World oldest active movie theater in Slovenia

Ptuj City Cinema (Mestni kino Ptuj) is a cinema located in Ptuj, the oldest historically documented town in Slovenia. It opened on 3 March 1897, which would make it the oldest movie theater still operating in the world.

Currently, Guinness World Records recognizes the Eden Theatre (France) as the oldest purpose built cinema in operation and the State Theatre (Washington, Iowa) as the oldest continually operating movie theater in the world. However, the State Theatre’s first movie showing was in May 1897, after the Ptuj City Cinema’s first movie showing on 3 March 1897.

Ptuj City Cinema has two screening rooms; the bigger room has capacity of 163 seats but, in the past, had capacities of 362, 377, 391 and, at its maximum, 410 seats. A newer, smaller screening room in the cinema has only 30 seats.

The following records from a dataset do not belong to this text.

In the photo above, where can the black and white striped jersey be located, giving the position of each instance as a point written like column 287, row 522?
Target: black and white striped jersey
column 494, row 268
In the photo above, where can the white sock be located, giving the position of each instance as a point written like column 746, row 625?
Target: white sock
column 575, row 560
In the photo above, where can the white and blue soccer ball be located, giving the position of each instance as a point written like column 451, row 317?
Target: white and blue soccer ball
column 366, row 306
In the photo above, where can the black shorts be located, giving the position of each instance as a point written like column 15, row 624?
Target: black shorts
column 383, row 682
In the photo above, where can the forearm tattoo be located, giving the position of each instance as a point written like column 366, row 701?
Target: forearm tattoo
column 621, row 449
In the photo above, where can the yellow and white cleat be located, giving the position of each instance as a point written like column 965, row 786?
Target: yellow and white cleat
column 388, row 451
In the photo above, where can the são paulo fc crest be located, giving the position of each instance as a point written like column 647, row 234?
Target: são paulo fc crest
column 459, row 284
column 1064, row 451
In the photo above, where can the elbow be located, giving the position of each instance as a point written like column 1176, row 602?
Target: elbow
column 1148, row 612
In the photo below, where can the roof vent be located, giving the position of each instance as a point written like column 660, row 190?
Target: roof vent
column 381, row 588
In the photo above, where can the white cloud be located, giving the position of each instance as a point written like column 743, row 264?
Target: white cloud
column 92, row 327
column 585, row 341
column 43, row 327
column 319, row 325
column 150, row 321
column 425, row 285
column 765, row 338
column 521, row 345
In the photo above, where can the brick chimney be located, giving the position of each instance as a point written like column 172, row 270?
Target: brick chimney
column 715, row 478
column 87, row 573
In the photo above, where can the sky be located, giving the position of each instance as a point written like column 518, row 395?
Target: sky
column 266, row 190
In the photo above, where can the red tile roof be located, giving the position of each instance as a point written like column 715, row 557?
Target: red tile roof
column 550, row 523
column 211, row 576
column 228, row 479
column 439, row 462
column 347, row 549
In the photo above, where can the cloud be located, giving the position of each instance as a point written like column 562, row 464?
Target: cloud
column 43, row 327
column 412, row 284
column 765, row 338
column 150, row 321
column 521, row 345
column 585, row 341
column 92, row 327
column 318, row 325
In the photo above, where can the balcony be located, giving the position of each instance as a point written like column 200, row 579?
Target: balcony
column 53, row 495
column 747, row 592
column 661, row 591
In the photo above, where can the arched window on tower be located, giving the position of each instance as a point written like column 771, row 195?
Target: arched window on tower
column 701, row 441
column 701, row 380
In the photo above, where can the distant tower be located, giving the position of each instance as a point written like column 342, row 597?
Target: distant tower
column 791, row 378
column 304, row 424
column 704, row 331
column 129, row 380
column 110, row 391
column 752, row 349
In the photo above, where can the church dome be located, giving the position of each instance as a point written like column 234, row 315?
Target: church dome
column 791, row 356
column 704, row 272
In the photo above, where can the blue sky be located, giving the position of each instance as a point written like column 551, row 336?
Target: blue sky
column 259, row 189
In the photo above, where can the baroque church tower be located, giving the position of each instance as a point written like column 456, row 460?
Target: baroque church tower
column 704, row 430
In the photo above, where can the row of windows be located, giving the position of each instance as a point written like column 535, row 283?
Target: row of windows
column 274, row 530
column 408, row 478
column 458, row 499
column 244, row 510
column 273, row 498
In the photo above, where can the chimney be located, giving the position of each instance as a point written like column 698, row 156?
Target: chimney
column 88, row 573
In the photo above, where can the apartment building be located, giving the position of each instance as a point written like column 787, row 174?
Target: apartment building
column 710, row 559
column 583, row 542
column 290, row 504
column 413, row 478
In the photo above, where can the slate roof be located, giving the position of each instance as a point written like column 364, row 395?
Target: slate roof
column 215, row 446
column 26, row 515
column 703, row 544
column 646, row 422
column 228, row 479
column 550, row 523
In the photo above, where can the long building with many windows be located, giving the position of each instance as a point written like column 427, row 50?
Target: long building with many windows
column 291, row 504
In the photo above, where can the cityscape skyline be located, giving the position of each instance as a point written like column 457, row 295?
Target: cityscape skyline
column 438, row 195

The big room changed name several times over the years; Kazina (1897–1900), Nemški društveni dom (1900–39), Kino-Royal (1939–45), Titov dom (1945–46) and Mestni kino Ptuj since 1946.

Unlike modern totally dark room multiplexes, this cinema still maintains more old fashioned insight, classic look style. It underwent major renovations in 1912, 1939, 1989 and 2025.